三島由紀夫三島由紀夫映画論集成』ワイズ出版、1999年11月
三島の映画論をまとめて読めるので、とても重宝な一冊。三島の映画評は、作家にありがちのたんなる印象論ではなく、きちんと場面分析をしていたりして映画批評のあり方として学べる点は多い。やはり演劇をやっていた人だけのことはある。
さて、小説家三島由紀夫にとって、映画というメディアはどううつっていたのか。今後考えるべき問題はその一点なのだが、とりあえずの素描として、一つは三島が映画に出演した経験は思っていたよりも重要であること。小説が個人創造の行為だとするならば、映画は集団での創造行為であるとしていることに注目していること。などということを論じていったら少しは面白いかもしれない。
それから、若いころの三島はコクトーをはじめフランス映画を好んでいたが、晩年(という言い方もおかしいのか)はちょうどやくざ映画が流行していたこともあって、やくざ映画に傾倒していく様子もこの本を読むと良く分かる。これを、例の事件に短絡的に結びつけてしまうのは、評論として芸がないと思うが、だれでもあの事件をやくざ映画と重ねて見てしまうの無理ないことかもしれない。三島は特に鶴田浩二に自分を重ね合わせていた。
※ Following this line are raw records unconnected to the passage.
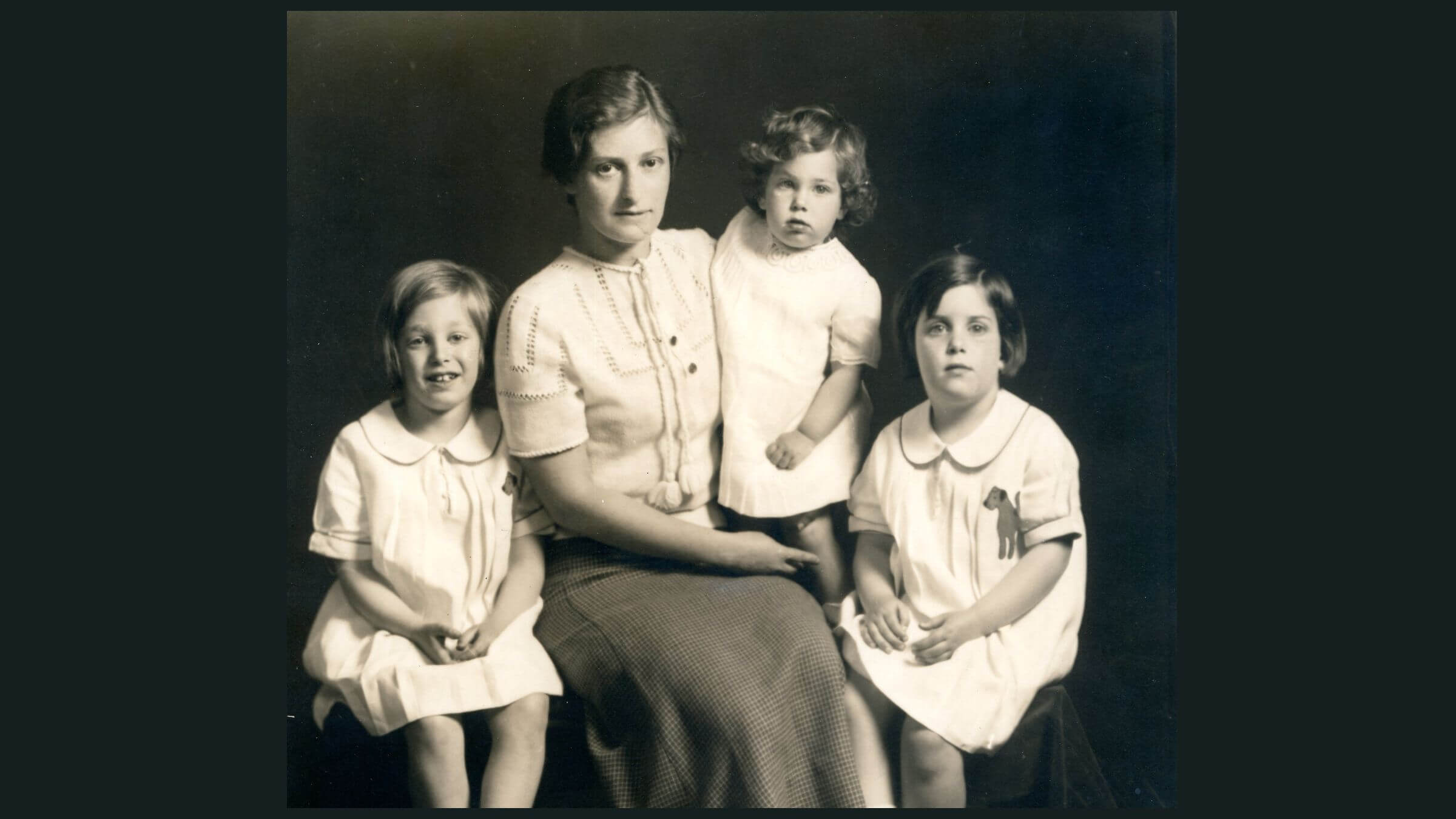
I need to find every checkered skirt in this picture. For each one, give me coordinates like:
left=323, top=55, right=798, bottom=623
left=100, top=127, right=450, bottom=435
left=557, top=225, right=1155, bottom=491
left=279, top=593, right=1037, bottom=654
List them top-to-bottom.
left=536, top=538, right=865, bottom=807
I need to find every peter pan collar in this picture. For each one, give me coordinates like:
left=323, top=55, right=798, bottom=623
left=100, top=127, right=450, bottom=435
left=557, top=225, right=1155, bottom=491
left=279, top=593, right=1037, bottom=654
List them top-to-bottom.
left=743, top=207, right=855, bottom=271
left=900, top=389, right=1031, bottom=469
left=360, top=401, right=501, bottom=463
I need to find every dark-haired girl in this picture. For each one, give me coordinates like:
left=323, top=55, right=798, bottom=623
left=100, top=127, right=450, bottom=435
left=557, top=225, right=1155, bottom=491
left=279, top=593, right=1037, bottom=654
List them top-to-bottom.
left=843, top=252, right=1086, bottom=807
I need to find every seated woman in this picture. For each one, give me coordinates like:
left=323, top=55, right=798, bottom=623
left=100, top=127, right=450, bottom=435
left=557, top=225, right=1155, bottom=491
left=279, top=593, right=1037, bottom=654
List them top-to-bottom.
left=495, top=66, right=863, bottom=807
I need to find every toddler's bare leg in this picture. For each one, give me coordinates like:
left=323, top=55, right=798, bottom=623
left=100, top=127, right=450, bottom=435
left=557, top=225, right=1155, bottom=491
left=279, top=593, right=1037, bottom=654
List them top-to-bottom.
left=783, top=507, right=849, bottom=606
left=844, top=669, right=895, bottom=807
left=480, top=693, right=549, bottom=807
left=405, top=715, right=470, bottom=807
left=900, top=715, right=965, bottom=807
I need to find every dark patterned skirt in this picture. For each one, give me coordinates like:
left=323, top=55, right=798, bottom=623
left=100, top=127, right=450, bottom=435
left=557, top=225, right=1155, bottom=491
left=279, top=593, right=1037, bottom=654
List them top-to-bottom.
left=536, top=538, right=865, bottom=807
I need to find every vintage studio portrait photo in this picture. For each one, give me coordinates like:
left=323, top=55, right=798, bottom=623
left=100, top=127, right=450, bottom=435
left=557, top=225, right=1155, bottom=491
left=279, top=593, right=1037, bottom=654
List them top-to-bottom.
left=280, top=12, right=1178, bottom=807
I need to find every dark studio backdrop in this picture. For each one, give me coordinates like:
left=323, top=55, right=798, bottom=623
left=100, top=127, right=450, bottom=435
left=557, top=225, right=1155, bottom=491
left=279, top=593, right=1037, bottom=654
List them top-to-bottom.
left=283, top=12, right=1176, bottom=806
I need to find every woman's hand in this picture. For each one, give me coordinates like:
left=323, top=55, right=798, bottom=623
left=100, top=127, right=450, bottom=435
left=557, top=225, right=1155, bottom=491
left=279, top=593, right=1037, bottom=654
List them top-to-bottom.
left=763, top=430, right=814, bottom=469
left=724, top=532, right=818, bottom=574
left=859, top=592, right=913, bottom=655
left=910, top=608, right=986, bottom=666
left=453, top=618, right=499, bottom=663
left=406, top=622, right=460, bottom=666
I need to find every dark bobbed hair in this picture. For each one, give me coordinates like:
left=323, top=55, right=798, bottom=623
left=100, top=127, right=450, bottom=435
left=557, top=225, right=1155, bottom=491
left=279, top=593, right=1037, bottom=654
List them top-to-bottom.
left=542, top=66, right=686, bottom=204
left=740, top=105, right=880, bottom=226
left=895, top=249, right=1026, bottom=377
left=374, top=260, right=499, bottom=406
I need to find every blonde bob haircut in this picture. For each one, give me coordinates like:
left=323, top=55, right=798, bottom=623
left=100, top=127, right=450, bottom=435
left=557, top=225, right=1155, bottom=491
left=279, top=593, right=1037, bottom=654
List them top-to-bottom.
left=374, top=260, right=498, bottom=406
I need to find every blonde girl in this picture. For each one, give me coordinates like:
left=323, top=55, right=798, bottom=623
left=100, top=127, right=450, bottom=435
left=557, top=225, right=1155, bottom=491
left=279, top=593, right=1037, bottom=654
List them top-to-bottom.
left=305, top=260, right=562, bottom=807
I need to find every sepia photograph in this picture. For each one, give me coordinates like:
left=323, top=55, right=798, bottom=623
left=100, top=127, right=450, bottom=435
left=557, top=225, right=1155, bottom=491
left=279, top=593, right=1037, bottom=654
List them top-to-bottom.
left=284, top=12, right=1178, bottom=807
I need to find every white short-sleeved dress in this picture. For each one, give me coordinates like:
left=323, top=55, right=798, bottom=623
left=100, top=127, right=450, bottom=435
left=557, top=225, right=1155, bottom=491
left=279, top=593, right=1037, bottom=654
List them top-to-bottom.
left=709, top=207, right=881, bottom=517
left=838, top=389, right=1086, bottom=752
left=303, top=402, right=562, bottom=736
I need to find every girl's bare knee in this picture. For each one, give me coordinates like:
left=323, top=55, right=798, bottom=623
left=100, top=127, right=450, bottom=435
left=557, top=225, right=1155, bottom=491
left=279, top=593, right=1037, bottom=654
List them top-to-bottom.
left=491, top=692, right=550, bottom=742
left=405, top=715, right=462, bottom=752
left=900, top=717, right=961, bottom=781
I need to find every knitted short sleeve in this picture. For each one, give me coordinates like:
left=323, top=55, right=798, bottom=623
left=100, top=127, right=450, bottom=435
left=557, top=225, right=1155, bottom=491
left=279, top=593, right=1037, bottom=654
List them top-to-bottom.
left=829, top=269, right=880, bottom=367
left=495, top=281, right=587, bottom=457
left=1020, top=416, right=1086, bottom=548
left=849, top=420, right=900, bottom=535
left=309, top=433, right=372, bottom=559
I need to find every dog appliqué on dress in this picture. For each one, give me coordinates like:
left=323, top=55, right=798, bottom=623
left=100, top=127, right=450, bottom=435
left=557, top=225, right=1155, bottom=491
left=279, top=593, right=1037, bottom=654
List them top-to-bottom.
left=982, top=487, right=1026, bottom=559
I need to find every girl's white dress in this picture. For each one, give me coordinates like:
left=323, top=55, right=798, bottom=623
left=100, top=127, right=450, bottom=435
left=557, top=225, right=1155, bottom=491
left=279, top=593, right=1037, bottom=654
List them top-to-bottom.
left=709, top=207, right=881, bottom=517
left=840, top=389, right=1086, bottom=752
left=303, top=402, right=562, bottom=736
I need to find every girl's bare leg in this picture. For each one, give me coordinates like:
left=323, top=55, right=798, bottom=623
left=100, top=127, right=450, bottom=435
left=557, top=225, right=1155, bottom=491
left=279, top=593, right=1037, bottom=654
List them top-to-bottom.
left=783, top=507, right=849, bottom=606
left=844, top=669, right=895, bottom=807
left=480, top=693, right=550, bottom=807
left=405, top=715, right=470, bottom=807
left=900, top=715, right=965, bottom=807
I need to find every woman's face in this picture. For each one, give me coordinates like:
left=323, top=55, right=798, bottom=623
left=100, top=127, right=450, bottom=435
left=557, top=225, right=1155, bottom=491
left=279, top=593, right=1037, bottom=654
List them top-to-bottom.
left=567, top=113, right=673, bottom=261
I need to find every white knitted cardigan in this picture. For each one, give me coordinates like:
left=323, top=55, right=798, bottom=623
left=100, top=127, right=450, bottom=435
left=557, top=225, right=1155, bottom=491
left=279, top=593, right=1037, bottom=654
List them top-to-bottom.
left=495, top=229, right=721, bottom=513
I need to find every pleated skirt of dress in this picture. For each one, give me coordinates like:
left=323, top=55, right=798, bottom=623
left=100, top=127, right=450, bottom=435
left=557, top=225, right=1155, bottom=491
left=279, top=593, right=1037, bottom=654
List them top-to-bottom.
left=536, top=538, right=863, bottom=807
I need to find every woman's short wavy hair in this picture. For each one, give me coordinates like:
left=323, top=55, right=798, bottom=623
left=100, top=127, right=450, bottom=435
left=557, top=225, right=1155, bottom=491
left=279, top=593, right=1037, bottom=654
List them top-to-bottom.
left=542, top=66, right=686, bottom=204
left=740, top=105, right=878, bottom=226
left=894, top=249, right=1026, bottom=377
left=374, top=260, right=499, bottom=406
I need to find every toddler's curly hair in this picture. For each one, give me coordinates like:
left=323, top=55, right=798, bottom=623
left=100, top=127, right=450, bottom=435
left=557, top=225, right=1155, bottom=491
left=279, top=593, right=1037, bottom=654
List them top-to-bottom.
left=741, top=105, right=878, bottom=226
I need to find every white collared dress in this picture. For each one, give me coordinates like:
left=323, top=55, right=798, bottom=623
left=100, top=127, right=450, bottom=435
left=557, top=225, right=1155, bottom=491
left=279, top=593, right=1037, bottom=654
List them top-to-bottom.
left=709, top=207, right=881, bottom=517
left=836, top=389, right=1086, bottom=752
left=303, top=402, right=562, bottom=736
これも有名な話だが、自衛隊に突入する前、車のなかで三島が歌い始めたのが「唐獅子牡丹」であるとのこと。こういうどこかズレたところが三島の魅力でもあると言える。
三島とやくざ映画に関しては、常石史子「三度目の自刃―<超やくざ映画>の波紋」(『ユリイカ』2000年11月)が詳しい。